A dicembre Gründgens va da Göring e presenta le dimissioni dalla direzione del teatro, confessando di essere omosessuale. Ma l’amico le respinge, non deve temere, lo protegge lui, ma gli consiglia prudenza. Gründgens sposa l’attrice Marianne Hoppe, un matrimonio di convenienza. Nella villa sul lago la coppia continua a ricevere il bel mondo di Berlino, gerarchi nazisti, e artisti, anche ebrei che sperano di venir protetti da Gründgens.
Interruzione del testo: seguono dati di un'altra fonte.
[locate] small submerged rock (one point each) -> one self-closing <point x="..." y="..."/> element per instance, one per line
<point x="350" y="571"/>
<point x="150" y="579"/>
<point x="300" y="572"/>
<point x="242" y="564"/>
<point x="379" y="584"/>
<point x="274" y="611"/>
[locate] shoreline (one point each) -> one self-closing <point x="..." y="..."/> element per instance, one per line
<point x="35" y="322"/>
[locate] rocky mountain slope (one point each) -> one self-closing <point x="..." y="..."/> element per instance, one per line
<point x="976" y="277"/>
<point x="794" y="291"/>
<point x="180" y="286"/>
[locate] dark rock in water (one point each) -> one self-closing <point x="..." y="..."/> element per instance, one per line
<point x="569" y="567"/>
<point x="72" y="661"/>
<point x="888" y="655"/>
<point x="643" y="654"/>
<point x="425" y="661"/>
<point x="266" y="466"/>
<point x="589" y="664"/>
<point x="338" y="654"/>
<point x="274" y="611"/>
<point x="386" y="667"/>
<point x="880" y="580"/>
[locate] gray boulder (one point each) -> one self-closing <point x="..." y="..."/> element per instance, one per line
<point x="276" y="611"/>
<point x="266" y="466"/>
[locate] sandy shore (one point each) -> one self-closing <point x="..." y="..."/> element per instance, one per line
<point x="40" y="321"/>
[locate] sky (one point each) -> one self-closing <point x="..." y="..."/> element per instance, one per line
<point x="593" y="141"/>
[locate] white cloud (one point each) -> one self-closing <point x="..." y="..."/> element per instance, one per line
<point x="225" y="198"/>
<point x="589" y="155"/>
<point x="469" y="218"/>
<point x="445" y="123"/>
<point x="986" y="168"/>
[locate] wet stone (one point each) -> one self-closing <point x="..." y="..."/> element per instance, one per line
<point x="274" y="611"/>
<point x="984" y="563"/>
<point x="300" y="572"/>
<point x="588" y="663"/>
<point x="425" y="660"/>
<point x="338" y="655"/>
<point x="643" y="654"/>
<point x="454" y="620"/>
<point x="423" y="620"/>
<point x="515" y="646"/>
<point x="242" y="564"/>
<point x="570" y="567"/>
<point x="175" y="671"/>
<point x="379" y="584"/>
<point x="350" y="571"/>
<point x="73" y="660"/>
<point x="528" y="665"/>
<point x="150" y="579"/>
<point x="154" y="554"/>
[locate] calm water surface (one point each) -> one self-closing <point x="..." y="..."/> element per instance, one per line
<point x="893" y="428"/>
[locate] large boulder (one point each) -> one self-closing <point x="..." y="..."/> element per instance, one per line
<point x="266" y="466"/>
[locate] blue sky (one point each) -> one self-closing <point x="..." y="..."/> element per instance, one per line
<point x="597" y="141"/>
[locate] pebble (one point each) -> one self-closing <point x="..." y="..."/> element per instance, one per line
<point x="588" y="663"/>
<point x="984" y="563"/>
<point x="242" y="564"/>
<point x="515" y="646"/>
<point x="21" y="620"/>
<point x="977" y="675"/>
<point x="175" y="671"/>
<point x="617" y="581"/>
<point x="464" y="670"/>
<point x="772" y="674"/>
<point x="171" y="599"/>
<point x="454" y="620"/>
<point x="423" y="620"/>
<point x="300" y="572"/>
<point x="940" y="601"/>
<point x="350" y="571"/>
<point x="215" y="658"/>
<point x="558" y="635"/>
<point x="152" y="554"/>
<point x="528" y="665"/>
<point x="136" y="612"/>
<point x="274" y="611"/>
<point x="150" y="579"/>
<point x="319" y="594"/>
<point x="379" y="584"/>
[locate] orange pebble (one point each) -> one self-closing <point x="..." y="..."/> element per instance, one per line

Klaus Mann è già andato all’estero, i libri del padre vengono mandati al rogo. In Olanda scrive nel ’36 Mephisto, il romanzo ispirato a Gründgens, un attore che per il successo accetta il patto con il demonio. Ma un artista è al di sopra della morale? La villa sul lago viene usata da Gründgens come ambiente per i suoi film. Nel ’39 vi gira Effi Briest dal romanzo di Theodor Fontane. Dopo la guerra, nel ’45, viene arrestato per i suoi rapporti con il regime, trascorre quasi un anno in carcere, molti testimoniano a suo favore. Marianne Hoppe continua a lavorare nel cinema, l’ultimo film nel 1991, morirà nel 2002.
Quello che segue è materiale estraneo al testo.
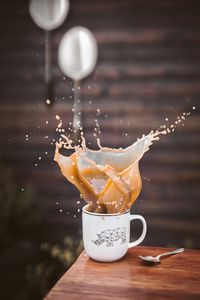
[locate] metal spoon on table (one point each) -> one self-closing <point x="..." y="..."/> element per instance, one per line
<point x="48" y="15"/>
<point x="77" y="56"/>
<point x="156" y="259"/>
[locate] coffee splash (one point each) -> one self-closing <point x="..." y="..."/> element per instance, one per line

La villa finisce all’Est. Viene occupata dall’esercito sovietico, poi diventa un orfanotrofio, infine è gestita dal ministero degli esteri della Germania orientale, come residenza estiva per i diplomatici. Nel ’49 Gründgens adotta il compagno, il giovane Peter Gorki, e lo nomina suo erede. Muore a Manila nel ’63, forse suicida. Peter continua ad opporsi alla pubblicazione di Mephisto, che offende la memoria di Gründgens. I giudici gli danno ragione: la reputazione di un uomo vale più della letteratura. Il romanzo uscirà nella Ddr nel ’56, nella Repubblica Federale solo nel 1981.
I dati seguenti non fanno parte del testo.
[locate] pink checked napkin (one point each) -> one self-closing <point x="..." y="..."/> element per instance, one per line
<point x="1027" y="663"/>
Dopo la riunificazione, Rudolf Goldschmidt chiede che gli sia restituita la villa «rubata» dai nazisti, si oppone Peter Gorki in nome del padre adottivo, e anche il ministero degli esteri che si considera erede dei beni della scomparsa Ddr. Rudolf muore nel 1999, e il suo erede Maximilian Wolf ottiene infine il «castello di Mephisto». È una fine non un lieto fine.